Workers at Bombardier in Belfast have rejected management proposals to freeze their pay as part of cost-saving measures.
As well as a two-year pay freeze, the Canadian aircraft manufacturer had proposed that staff work an extra hour on Fridays during that time-frame.
The company, which employs around 5,500 people at its east Belfast factory, had stressed a business necessity of cutting costs by 20% by 2017.
The pay proposals were overwhelmingly rejected in a ballot of workers represented by the union Unite, with 88% voting against.
Unite, which represents the majority of the workforce, said it would seek “urgent discussions” with employers.
Unite regional co-ordinating officer Davy Thompson said: “Unite negotiators were asked to ballot on a pay offer from management which would seek cuts to workers’ terms and conditions and leave them dependent on a performance-related bonus for an improvement in their incomes.
“The union did not try to influence its members in regard to the offer but our representatives in the workforce presented it to them on the grounds outlined by management.
“While we recognise that Bombardier faces exceptional cash-flow pressures, the membership of Unite has exercised their democratic right in relation to this offer. We will now seek to engage with management in order to progress this matter further.”

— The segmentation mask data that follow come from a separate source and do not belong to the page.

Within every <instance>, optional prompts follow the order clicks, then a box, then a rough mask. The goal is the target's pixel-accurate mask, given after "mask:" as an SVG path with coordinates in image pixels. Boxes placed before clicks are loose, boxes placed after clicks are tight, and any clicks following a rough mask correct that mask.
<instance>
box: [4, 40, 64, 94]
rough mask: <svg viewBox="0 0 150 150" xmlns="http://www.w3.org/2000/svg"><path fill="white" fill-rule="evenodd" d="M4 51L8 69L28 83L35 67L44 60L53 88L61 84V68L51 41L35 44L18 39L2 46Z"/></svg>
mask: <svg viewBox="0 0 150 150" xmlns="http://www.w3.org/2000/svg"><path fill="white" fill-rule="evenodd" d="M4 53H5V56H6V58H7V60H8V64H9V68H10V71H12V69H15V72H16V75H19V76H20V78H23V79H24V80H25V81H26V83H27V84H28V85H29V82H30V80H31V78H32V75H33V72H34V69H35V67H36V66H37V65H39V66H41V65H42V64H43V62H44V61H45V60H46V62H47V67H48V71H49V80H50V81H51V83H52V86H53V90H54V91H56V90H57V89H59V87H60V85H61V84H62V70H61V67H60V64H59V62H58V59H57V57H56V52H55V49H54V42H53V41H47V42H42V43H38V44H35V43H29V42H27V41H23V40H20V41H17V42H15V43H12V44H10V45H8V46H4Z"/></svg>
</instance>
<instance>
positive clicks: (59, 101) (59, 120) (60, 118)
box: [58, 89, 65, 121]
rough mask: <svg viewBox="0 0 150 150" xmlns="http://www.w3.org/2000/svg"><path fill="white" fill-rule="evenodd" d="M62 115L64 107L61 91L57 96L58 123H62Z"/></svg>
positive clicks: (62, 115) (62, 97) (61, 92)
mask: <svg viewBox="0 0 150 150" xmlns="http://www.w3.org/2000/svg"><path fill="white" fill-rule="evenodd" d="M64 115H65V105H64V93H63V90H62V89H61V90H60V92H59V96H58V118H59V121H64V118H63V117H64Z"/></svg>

A spokeswoman for Bombardier said: “The company very much regrets that the offer it tabled aimed at cutting costs and contributing to the competitiveness of our Northern Ireland operations was not accepted by the workforce.
“It is vital that we reduce our costs significantly if we are to sustain our business here and ultimately protect jobs in the long term. The company remains open to engaging with the trade unions in order to find a resolution. We will continue to look at measures to reduce our costs and improve our competitiveness.”